# *****BEEHIVE CANCELLED*****



## 108526 (Nov 29, 2007)

I will be sending out a PM later, but could you all please take note that I have cancelled the Beehive Rally. I am sorry if this causes anyone any disappointment, but due to numbers I am unable to carry out the rally......However the next one I organize will be Brilliant.....I can't wait.
Zoe


----------



## carolgavin (May 9, 2005)

Awwwwwww sorry Zoe hunny thats a shame. If we ever get an end to our saga and have a van again we will defo be there. As long as its not tooooo far!!!


----------



## 108526 (Nov 29, 2007)




----------



## geraldandannie (Jun 4, 2006)

Sorry to hear that, Zoe. Prior arrangements (annual family get together) precluded our attendance, but I'm so glad your not daunted.

Gerald


----------



## 108526 (Nov 29, 2007)

Thanks Gerald,

I refuse to be daunted, my next rally shall be marvelous!

Zoe


----------



## DABurleigh (May 9, 2005)

Not through lack of your efforts, Zoe.

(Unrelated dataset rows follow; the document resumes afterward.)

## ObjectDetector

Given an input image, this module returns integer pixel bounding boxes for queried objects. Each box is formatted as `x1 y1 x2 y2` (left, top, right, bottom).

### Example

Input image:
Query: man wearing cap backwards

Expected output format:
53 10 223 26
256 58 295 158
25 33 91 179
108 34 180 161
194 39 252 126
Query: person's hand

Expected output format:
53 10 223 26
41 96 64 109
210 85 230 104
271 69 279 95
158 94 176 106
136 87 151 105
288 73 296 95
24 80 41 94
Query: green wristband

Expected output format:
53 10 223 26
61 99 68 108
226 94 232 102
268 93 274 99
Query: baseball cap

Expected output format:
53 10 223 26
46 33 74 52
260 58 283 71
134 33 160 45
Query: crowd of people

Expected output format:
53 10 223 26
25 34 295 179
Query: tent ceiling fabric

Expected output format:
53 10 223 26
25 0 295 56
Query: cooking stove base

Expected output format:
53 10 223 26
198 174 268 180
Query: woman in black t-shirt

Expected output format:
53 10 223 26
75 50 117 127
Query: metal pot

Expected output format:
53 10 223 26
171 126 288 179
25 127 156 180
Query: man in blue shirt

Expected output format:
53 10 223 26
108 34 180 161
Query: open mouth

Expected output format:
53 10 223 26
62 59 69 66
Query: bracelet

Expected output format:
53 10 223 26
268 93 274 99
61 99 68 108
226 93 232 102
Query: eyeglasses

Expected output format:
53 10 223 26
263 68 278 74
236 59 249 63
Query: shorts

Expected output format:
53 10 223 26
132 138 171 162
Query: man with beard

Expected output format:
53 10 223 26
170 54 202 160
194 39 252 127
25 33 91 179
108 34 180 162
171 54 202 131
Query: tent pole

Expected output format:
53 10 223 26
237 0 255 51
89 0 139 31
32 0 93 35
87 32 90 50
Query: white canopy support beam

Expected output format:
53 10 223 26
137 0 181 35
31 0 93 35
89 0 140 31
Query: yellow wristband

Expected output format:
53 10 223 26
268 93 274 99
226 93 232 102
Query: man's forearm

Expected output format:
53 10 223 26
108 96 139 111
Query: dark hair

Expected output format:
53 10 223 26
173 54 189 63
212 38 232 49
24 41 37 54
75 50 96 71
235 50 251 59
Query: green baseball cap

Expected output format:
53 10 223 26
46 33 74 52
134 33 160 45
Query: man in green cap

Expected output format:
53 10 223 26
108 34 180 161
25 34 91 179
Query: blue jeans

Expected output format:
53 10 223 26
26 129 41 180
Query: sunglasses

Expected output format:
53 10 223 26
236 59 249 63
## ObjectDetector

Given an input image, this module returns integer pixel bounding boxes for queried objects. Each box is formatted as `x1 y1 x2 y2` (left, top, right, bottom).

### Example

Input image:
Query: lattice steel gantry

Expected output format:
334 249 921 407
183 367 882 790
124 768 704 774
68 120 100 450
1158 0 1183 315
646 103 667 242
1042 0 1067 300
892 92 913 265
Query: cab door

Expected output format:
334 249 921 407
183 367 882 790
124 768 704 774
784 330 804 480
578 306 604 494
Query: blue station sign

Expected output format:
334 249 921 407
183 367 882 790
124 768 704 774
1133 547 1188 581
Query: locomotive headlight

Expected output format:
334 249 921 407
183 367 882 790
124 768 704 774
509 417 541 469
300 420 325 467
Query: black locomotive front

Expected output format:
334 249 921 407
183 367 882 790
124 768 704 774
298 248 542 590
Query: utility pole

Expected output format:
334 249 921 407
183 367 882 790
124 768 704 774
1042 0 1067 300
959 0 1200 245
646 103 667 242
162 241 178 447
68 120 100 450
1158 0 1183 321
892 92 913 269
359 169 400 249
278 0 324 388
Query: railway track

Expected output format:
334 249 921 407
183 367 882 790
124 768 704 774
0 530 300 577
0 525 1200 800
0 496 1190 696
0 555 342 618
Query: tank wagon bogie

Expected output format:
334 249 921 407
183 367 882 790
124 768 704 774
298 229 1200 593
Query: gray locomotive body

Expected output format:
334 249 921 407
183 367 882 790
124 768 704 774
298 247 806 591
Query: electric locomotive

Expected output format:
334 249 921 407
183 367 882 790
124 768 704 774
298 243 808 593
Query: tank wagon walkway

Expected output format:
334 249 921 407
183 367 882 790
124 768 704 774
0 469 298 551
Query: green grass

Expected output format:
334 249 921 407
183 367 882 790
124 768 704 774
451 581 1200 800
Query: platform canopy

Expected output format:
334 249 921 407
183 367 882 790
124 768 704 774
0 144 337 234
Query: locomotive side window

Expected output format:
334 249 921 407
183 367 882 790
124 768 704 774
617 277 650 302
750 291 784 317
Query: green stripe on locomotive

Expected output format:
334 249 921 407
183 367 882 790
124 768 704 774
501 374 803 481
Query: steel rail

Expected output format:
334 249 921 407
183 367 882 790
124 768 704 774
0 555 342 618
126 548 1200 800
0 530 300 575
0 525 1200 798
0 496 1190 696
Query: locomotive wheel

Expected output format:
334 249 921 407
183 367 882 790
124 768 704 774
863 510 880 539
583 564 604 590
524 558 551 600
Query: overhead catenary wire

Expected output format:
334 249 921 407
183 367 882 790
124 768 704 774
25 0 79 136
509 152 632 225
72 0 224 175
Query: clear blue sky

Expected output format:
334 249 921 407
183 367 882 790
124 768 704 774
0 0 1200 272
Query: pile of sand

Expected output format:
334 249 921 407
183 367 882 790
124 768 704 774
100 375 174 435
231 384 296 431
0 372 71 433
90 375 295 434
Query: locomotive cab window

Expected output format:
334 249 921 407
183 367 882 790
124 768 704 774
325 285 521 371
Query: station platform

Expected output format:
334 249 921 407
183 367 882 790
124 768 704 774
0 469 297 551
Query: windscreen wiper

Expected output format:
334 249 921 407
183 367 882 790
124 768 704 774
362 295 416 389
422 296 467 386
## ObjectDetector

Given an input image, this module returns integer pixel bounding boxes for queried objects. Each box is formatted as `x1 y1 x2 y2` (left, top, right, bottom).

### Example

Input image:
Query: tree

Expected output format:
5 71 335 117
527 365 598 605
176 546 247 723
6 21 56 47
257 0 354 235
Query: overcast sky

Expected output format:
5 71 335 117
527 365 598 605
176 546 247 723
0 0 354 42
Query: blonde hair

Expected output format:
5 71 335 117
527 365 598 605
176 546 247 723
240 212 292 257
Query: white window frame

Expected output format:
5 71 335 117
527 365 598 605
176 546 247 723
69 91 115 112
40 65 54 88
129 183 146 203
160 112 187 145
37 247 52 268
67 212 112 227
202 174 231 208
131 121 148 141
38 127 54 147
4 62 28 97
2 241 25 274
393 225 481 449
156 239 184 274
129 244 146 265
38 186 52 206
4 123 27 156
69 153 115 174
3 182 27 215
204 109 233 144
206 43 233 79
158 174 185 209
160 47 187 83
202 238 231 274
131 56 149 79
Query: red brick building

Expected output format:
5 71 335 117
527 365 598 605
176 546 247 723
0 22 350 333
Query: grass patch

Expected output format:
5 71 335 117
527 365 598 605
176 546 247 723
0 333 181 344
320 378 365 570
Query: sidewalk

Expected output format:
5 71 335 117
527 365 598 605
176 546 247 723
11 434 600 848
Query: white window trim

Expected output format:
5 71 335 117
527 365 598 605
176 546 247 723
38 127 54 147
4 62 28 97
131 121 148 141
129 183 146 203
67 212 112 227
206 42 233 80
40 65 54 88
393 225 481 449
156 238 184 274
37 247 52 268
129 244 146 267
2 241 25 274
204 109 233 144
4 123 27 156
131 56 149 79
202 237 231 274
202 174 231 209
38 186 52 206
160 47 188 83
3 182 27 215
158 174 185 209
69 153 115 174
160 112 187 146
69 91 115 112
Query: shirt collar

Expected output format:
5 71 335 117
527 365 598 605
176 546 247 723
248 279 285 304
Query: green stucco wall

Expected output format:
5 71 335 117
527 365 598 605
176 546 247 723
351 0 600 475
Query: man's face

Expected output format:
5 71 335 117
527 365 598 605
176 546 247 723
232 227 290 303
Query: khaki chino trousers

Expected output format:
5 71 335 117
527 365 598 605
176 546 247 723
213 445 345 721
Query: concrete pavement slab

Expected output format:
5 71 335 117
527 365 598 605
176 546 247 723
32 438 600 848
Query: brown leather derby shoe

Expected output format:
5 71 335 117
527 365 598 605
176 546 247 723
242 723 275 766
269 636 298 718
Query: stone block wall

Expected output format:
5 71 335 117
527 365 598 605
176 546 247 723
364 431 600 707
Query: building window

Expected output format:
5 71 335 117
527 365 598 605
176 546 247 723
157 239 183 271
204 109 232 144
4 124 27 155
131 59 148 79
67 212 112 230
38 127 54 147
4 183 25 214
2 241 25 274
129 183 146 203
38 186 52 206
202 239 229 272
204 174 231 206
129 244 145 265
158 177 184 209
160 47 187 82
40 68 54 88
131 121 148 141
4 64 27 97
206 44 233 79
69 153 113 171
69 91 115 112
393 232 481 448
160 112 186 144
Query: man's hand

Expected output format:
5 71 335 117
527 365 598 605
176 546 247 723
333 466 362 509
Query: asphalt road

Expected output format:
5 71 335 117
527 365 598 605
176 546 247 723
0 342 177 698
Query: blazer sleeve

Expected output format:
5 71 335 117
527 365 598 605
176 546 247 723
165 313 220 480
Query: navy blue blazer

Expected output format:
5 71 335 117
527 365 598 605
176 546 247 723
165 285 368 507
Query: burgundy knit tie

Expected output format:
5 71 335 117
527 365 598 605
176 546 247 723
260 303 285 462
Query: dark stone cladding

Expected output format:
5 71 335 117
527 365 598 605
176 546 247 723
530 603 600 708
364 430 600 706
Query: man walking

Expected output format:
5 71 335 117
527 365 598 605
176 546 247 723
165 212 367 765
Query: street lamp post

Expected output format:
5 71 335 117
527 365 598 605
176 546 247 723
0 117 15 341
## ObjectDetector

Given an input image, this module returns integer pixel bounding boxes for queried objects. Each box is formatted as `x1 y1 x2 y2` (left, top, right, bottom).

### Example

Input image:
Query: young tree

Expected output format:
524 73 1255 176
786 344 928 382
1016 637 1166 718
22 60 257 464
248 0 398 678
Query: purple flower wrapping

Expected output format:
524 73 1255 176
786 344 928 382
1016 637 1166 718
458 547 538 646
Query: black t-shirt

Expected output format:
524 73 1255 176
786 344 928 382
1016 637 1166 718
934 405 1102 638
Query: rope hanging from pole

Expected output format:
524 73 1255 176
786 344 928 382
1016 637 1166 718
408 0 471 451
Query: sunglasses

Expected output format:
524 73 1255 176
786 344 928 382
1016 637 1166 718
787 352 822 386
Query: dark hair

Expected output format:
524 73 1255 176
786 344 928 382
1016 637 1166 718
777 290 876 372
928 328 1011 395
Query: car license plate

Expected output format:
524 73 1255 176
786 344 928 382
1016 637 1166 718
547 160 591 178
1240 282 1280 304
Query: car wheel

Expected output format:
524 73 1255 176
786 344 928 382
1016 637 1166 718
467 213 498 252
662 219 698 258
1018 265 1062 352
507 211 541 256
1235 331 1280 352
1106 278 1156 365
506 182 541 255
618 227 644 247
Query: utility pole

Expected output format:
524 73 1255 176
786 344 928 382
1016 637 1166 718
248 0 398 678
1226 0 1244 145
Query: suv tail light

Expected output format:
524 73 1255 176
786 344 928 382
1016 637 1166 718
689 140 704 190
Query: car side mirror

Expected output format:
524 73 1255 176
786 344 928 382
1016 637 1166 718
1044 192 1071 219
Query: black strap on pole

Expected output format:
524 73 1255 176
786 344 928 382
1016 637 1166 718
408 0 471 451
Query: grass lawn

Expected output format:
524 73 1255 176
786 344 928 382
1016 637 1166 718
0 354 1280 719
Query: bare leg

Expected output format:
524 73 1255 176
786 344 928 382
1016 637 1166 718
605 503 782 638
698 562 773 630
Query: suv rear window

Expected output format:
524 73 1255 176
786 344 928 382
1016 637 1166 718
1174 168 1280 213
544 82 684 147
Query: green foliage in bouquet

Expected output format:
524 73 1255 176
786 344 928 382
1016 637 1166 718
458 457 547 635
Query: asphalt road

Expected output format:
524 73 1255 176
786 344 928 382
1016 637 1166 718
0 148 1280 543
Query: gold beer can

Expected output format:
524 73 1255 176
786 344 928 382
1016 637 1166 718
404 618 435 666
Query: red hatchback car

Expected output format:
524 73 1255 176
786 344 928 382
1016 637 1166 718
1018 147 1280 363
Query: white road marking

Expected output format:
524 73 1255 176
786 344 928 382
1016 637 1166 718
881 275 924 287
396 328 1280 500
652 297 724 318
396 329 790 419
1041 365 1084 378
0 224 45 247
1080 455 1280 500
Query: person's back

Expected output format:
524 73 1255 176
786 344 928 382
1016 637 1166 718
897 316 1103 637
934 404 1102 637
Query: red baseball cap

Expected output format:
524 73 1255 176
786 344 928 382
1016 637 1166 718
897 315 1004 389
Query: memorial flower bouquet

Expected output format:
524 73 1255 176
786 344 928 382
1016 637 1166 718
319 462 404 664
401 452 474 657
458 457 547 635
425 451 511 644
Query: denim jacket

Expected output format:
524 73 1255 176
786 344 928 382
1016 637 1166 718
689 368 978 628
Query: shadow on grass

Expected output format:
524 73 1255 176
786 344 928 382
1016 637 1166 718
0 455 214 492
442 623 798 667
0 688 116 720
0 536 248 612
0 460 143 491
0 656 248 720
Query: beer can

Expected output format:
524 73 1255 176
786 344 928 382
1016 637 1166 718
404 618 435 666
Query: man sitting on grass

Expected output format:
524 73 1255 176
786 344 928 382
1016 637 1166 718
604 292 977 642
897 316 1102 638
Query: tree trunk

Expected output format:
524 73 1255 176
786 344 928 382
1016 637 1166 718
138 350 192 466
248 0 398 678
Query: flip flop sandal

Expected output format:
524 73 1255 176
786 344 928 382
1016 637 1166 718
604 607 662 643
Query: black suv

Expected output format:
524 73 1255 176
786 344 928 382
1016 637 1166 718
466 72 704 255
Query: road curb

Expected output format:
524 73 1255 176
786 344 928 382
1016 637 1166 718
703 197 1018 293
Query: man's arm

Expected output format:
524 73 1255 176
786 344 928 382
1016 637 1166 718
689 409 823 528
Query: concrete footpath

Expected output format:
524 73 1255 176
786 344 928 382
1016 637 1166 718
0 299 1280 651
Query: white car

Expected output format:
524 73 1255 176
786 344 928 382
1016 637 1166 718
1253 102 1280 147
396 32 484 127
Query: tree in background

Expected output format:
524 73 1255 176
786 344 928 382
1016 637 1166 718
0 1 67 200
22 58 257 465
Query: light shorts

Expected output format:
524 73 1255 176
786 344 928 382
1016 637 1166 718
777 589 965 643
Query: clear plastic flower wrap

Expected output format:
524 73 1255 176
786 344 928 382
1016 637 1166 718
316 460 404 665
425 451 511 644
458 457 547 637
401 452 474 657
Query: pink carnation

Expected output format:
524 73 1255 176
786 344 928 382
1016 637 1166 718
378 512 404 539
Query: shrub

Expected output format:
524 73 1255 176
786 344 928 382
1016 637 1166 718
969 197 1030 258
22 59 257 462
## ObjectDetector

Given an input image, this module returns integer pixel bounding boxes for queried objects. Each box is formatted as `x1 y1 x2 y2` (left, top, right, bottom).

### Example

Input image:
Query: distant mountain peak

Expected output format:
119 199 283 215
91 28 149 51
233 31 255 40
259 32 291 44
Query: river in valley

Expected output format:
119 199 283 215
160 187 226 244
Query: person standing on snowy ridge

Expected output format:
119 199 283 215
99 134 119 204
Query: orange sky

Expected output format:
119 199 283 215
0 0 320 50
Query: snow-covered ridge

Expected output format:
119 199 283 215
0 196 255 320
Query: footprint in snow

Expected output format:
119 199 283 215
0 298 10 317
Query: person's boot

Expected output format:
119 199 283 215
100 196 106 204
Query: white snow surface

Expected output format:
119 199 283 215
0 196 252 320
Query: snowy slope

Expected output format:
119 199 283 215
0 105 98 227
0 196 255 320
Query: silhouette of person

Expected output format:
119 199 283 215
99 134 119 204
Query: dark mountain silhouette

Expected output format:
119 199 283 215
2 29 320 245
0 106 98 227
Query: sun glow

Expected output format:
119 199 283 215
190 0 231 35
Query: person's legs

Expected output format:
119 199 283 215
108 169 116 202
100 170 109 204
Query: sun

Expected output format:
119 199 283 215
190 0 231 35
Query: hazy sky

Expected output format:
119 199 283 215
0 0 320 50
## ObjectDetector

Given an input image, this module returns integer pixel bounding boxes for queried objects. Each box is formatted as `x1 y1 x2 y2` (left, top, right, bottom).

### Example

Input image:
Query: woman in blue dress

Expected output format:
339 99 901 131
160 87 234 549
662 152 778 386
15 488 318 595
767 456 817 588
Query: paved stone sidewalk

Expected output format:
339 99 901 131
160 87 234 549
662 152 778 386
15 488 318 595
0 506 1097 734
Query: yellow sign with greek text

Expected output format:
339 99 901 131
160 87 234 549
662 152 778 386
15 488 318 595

Better luck with the next one.

Any chance I can persuade you to defect to Southern coordinator? 

Dave


----------



## 108526 (Nov 29, 2007)

Thank you Dave, But I am from up north, but I shall visit one of your rallies for tips one day


----------



## vardy (Sep 1, 2006)

This does not mean I am not going to treat you to the floor show the next time :twisted:


----------



## 108526 (Nov 29, 2007)

My next rally will be organised with you as the floor show, when i organise the great northern rally for northerners!
I am currently going through the thought prosess to make it the best rally going


----------



## talbot28 (Jan 24, 2006)

sorry to hear that it is cancelled,I will just have to drink a full tray of john smiths myself hic.
alan(talbot28


----------



## 108526 (Nov 29, 2007)

Sorry Alan, I might come round your and help you, i have nothing else on now


----------



## talbot28 (Jan 24, 2006)

hi Zoe,
are you going to elveston steam? you can walk it there,we`ve booked, Its a good weekend band on sat night
alan


----------



## 108526 (Nov 29, 2007)

I've just had a look yes i might just see you there, so it will have to be coffee at yours, as its only about 4 miles from home......not worth staying(lol)


----------



## talbot28 (Jan 24, 2006)

coffee on me then


----------



## 108526 (Nov 29, 2007)




----------



## vardy (Sep 1, 2006)

Going to Clumber Steam Rally next w end - going to wear alligator boob tube with orange rara skirt and warm knickers. Weather rubbish here tonight.

Good luck with next venture Zoe!


----------



## Wizzo (Dec 3, 2007)

Just going to add myself to the list as well  

OH well, maybe next time.

JohnW


----------